Thursday, November 29, 2007

Sarah’s Sexiest Men Alive

I’m a day late with this, but look at all the hotness I’ve compiled! Totally worth it.

So, I think this list requires a little disclaimer. My tastes are a bit different than conventional. I’m much more attracted to personality than looks. And I don’t mean to come across all, “I shall see your Brad Pitt and raise you a Holden Caulfield because I’m so freaking deep and self-actualized that sometimes I just spend hours lying in a grass field during rain storms writing in my journal about my deepness until the rain soaks through the paper and the ink bleeds and then I realize that journal writing outside in the rain probably wasn’t a good idea. But you know what, fuck you. I’m deep.”

No, what I mean is, actors in general play so many different roles that it’s impossible to be attracted to all their personalities. Hence, you’ll find a few characters on this list, as opposed to actors. And you’ll find a lot of talk show hosts because, well, I’d like to assume that their quirky personalities isn’t the result of acting, but how they are ALL THE TIME. Like if I ran into one in the grocery store, they would flirt with me, ask me tons of questions about myself and occasionally make self-deprecating yet adorable jokes about themselves.

Which leads me to my first list entry, who is the master of adorable self-deprecating humor: Conan O’Brien.


He has a hilarious talk show, he used to be a writer for SNL and The Simpsons, he’s really tall, and he occasionally gets to hang out with a masturbating bear. In other words, he’s pretty much to perfect man.

In keeping with the talk-show theme, we have Jimmy Kimmel, circa “Win Ben Stein’s Money.”


These were the good years for Jimmy, before the degrading yet sometimes funny “The Man Show” and before starting his own talk show, which I rarely can get through. But back during his Ben Stein days, he was cute, funny and cruel to nerdy contestants. No wonder Sarah Silverman fell for him (who, by the way, would be on Chris’ sexiest women alive list if he were to make one, along with Maya Rudolf, Amy Poehler, Sweet Dee from “It’s Always Sunny in Philadelphia” and Natalie Portman. This is why I married him).

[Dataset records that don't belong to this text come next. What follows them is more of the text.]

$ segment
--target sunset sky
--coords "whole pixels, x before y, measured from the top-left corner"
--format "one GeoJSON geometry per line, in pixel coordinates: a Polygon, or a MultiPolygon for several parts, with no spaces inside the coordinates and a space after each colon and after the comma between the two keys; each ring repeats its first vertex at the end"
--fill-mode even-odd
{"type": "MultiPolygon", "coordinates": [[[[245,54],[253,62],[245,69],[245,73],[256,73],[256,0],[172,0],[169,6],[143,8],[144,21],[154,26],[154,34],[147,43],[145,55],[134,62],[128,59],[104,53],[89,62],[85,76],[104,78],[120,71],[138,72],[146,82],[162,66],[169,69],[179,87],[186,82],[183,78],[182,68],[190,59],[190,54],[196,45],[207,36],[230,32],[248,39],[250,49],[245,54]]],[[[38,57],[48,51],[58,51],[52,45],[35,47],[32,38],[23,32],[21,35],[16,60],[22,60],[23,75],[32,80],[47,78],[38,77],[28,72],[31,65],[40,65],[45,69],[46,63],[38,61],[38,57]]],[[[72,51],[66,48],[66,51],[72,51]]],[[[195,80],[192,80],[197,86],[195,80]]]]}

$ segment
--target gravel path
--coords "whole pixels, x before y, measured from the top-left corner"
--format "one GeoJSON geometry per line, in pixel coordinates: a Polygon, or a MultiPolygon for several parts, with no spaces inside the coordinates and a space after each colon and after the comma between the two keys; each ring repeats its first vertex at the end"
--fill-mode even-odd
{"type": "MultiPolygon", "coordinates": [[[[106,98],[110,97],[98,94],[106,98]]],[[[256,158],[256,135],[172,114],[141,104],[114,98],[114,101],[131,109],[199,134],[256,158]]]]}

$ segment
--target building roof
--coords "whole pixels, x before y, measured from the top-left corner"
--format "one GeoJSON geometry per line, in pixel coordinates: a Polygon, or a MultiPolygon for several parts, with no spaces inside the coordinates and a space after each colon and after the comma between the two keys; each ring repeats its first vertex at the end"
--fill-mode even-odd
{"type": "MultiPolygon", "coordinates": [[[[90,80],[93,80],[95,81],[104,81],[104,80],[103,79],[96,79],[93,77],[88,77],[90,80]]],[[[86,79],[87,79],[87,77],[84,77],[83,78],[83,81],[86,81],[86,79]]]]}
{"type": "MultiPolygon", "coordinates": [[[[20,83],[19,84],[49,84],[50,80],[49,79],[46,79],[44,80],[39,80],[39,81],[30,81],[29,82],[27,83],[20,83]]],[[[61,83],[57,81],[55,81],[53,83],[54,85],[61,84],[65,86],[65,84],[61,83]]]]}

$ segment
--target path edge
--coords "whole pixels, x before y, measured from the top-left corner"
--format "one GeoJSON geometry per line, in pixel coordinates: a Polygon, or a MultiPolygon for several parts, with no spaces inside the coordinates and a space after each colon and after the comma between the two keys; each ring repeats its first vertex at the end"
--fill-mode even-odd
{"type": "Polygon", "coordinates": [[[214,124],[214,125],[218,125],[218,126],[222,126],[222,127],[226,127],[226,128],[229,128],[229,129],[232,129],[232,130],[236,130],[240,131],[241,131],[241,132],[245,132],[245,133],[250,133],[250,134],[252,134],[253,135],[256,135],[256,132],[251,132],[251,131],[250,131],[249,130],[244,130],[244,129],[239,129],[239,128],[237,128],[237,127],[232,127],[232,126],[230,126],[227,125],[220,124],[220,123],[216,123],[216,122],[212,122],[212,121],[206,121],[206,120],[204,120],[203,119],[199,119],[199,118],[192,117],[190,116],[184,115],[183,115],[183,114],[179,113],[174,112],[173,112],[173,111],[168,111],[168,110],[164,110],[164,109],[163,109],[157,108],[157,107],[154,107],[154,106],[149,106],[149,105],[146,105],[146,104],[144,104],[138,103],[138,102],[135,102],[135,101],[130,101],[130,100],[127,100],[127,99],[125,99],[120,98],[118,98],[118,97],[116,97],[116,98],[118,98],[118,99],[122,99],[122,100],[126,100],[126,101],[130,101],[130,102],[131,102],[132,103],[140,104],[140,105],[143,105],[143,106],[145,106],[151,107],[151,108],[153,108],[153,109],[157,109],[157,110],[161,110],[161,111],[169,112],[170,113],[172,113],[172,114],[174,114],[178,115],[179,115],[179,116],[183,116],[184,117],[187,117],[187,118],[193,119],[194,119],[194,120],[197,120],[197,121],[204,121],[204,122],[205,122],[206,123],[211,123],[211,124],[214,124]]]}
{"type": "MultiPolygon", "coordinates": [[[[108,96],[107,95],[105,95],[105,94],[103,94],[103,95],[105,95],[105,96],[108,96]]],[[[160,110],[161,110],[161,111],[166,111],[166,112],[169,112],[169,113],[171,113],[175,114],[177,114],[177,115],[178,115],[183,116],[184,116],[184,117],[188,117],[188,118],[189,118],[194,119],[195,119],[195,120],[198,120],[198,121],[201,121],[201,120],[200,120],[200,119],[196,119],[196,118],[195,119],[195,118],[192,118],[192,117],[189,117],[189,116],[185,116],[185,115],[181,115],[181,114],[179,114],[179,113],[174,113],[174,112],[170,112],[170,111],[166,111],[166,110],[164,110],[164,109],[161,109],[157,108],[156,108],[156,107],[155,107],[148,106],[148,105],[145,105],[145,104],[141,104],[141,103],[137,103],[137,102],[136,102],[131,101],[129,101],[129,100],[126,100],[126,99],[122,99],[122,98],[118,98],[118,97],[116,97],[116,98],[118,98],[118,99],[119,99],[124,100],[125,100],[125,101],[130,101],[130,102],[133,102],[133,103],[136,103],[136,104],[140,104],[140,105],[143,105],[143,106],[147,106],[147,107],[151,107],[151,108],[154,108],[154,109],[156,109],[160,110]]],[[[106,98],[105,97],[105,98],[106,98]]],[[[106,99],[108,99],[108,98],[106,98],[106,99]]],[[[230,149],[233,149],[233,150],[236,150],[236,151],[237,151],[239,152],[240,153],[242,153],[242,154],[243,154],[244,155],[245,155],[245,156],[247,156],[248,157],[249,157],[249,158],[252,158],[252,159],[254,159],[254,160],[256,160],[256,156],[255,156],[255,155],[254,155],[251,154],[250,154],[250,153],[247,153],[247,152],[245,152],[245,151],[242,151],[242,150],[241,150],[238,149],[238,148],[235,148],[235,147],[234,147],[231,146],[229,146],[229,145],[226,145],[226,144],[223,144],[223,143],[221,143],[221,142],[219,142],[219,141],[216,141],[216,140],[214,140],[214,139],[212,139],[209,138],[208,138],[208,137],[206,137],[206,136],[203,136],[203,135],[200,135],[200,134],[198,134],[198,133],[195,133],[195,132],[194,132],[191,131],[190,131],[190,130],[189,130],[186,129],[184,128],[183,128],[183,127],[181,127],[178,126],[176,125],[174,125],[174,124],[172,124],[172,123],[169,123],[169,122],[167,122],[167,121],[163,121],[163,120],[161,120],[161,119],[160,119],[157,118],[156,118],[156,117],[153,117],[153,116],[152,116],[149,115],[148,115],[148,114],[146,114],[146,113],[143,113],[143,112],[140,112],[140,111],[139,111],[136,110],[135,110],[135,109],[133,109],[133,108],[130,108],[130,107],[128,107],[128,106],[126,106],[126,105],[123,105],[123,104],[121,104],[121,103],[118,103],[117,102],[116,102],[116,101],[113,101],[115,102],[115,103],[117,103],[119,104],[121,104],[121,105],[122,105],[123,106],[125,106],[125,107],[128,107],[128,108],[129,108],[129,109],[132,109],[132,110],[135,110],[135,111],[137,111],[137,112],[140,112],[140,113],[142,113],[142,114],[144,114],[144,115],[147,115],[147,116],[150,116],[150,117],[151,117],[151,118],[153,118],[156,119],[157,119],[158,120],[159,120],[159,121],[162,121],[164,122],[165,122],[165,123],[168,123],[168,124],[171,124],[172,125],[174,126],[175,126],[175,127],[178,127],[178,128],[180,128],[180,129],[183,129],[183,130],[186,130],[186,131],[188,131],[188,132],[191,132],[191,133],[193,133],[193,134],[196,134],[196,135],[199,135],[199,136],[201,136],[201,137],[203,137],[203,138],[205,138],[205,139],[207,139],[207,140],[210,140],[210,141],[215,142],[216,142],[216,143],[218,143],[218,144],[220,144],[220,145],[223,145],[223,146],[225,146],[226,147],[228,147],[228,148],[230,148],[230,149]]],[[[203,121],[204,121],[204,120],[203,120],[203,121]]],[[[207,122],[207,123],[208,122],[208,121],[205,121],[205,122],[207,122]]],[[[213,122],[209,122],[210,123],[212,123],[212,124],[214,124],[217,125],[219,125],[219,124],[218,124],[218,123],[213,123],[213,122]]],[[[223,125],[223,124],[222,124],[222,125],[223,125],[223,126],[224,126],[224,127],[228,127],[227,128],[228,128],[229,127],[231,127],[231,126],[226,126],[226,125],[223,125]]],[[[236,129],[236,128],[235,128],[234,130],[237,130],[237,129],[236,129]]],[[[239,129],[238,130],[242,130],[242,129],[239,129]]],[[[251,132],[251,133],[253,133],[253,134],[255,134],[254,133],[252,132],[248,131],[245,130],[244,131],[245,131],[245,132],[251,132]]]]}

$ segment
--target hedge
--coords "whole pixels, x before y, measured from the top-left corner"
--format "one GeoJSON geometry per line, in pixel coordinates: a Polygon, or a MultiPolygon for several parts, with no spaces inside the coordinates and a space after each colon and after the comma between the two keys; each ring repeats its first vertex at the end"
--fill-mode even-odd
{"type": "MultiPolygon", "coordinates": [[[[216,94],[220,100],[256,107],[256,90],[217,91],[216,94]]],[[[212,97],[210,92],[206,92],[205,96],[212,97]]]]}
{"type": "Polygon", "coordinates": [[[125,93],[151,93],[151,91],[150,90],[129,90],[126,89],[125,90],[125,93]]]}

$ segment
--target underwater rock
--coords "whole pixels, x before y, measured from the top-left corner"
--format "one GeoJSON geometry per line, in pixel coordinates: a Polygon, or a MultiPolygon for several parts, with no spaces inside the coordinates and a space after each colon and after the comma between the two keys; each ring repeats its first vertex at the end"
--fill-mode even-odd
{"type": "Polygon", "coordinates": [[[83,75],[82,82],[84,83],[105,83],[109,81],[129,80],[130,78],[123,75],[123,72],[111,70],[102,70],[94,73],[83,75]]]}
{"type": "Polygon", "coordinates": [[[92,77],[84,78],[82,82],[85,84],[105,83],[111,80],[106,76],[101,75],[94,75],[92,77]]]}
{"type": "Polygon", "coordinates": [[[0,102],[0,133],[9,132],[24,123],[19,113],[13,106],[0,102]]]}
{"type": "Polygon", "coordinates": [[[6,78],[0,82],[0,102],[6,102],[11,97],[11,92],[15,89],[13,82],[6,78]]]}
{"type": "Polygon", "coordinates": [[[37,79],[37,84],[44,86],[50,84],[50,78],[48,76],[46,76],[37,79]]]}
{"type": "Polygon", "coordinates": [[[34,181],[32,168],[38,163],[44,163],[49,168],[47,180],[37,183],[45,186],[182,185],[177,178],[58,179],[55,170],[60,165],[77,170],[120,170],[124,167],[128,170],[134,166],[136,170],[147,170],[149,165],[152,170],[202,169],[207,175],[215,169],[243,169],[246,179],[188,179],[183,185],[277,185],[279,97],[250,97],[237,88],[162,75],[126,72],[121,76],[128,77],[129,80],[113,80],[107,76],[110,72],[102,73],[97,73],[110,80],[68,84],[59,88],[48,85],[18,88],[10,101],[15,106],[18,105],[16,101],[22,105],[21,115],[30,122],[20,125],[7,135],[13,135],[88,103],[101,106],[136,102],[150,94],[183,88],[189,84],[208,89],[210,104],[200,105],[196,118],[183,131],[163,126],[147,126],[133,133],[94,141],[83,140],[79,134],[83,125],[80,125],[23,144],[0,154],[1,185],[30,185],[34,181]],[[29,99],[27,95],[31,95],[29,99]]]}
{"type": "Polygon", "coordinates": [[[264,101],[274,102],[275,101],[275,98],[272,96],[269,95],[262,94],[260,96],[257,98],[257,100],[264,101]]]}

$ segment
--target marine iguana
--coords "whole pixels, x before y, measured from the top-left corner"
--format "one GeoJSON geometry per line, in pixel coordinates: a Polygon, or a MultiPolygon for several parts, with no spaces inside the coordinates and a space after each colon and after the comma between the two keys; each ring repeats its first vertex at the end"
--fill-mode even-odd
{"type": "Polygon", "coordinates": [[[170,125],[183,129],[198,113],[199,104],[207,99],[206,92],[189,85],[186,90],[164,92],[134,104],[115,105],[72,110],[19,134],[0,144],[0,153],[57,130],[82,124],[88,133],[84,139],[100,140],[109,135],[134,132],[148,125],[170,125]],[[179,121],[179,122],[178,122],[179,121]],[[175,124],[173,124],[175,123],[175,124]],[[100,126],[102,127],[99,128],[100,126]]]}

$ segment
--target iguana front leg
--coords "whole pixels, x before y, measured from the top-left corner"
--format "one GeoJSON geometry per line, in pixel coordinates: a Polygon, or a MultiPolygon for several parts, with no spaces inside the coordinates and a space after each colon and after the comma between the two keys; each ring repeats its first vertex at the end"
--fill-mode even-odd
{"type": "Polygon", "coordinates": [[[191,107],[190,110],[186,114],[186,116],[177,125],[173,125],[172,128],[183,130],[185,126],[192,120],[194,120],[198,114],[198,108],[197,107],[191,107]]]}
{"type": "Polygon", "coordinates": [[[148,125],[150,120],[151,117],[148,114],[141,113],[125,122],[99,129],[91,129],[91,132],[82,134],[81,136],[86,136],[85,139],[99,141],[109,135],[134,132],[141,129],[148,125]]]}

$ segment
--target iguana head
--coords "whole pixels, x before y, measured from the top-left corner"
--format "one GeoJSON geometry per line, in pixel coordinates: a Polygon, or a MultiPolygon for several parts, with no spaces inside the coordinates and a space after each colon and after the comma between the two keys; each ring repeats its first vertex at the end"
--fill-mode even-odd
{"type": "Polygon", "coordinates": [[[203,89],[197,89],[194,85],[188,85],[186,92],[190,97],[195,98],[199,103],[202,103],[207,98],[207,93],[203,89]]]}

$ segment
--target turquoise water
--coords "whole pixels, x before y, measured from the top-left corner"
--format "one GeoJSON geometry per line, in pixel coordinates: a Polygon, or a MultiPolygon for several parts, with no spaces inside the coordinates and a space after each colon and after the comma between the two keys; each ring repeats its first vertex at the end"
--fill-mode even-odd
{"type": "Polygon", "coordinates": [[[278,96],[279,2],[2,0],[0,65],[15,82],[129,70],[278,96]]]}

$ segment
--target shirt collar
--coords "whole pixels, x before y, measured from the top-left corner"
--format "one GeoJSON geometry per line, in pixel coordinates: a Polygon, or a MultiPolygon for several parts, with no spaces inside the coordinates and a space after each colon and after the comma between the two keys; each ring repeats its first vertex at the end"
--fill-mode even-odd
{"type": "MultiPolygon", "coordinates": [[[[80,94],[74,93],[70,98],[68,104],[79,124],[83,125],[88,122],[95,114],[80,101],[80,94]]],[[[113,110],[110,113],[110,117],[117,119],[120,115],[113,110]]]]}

Taking it old skool, there’s Anthony Kiedis, circa Blood Sugar Sex Magik. Unfortunately, I couldn’t find a good photo of him back in the day, with his beautiful mane of hair, so we’ll have to settle for this blondie pic, which is pretty cute, too.


I used to have the “Fright Like a Brave’ poster on my ceiling in high school. That would be the poster that features the Peppers in nothing but socks. My room was at the top of the stairs in my parents’ house, so coming up the stairs, the first thing you’d see was that poster. Combined with my GnR posters and giant Trent Reznor poster next to my antique dresser, I’m amazed when I of all the stuff my parents had to deal with back in the day. But hey, at least I got good grades.

Going back to the ’80s, we have two of the sexiest characters of all time: Kevin Dolenz (Andrew McCarthy) in “St. Elmo’s Fire,” and Lloyd Dobler (John Cusack) in “Say Anything.”



Both of these choices require very little explanation. Kevin Dolenz was a lovelorn journalist with a coffin in his apartment. Dreamboat! And Lloyd Dobler was … Lloyd Dobler. If you don’t understand, you have no heart. Or a brain. Or my friendship. Go away.

In keeping with the “character = totally hot, actor = eh, sometimes” theme, there’s Chandler Bing during the could-Matthew-Perry-BE-any-more-addicted-to-drugs? years. Sorry folks, he was just so much cuter before he got all pudgy and sober.


The final two on my list are of the talk-show-host variety. First, there’s Anthony Bourdain.


This one took a little while to ferment for me. I was quite intrigued after listening to “Kitchen Confidential,” but it wasn’t until a recent episode of “No Reservations” when I found myself incredibly jealous of his Korean female tour guide that I realized I had a thing for Bourdain.

And finally, there’s Hal Sparks circa Talk Soup.


Before his days on “Queer as Folk,” Hal Sparks kept me company the summer I was home recuperating in college. Everyday, via Talk Soup, Hal would come into my living room, entertain me, make me laugh, and show me only the best, most deplorable moments of Ricki Lake and Jerry Springer so I didn’t actually have to watch them myself. And for that, I am eternally grateful.

2 comments:

Anonymous said...

No Jon Stewart? Really? He's on my list (I've recently identified that I have a weakness for boyish grins, hence also the presence of George Clooney, Justin Timberlake and Jake Gyllenhaal), and with all the talk-show hosts, I thought for sure he'd be on yours, too.

Sarah said...

I agree. Originally, I didn't include him because I thought he had already been on People's list. But upon further inspection, it turns out he hasn't. So consider Jon Stewart an amendment, along with James Spader when he was in Stargate.